Member of the Uttar Pradesh Legislative Assembly
- Constituency: Garautha

Personal details
- Born: 1942/1943
- Died: 8 March 2023 (aged 80)
- Party: Indian National Congress
- Spouse: Ganga Rajya Laxmi
- Children: Niharika Raje
- Parent: Radha Charan Singh (father)
- Occupation: Politician

= Ranjeet Singh Judeo =

Indian politician (died 2023)

Ranjeet Singh Judeo (1942/1943 – 8 March 2023) was an Indian politician. Judeo was a member of the Indian National Congress and had been elected from the Garautha Assembly constituency in the state of Uttar Pradesh. He was a six-term Member of the Uttar Pradesh Legislative Assembly and also served as a Member of the Uttar Pradesh Legislative Council.
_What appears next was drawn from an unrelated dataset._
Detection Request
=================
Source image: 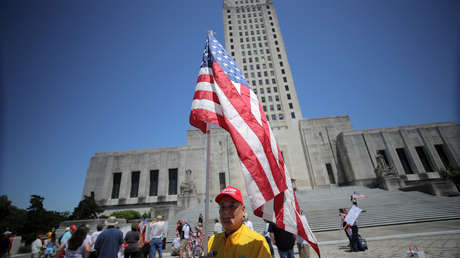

Judeo was the son of Maharaja Radha Charan Singh, the last ruler of Samthar, a princely state in the British Raj. Judeo's wife was Ganga Rajya Laxmi, was from the former Rana dynasty of Nepal. Their daughter, Niharika Raje, married Dushyant Singh, a politician and the son of Vasundhara Raje Scindia and Hemant Singh. Judeo was the maternal uncle of politician Raghuraj Pratap Singh.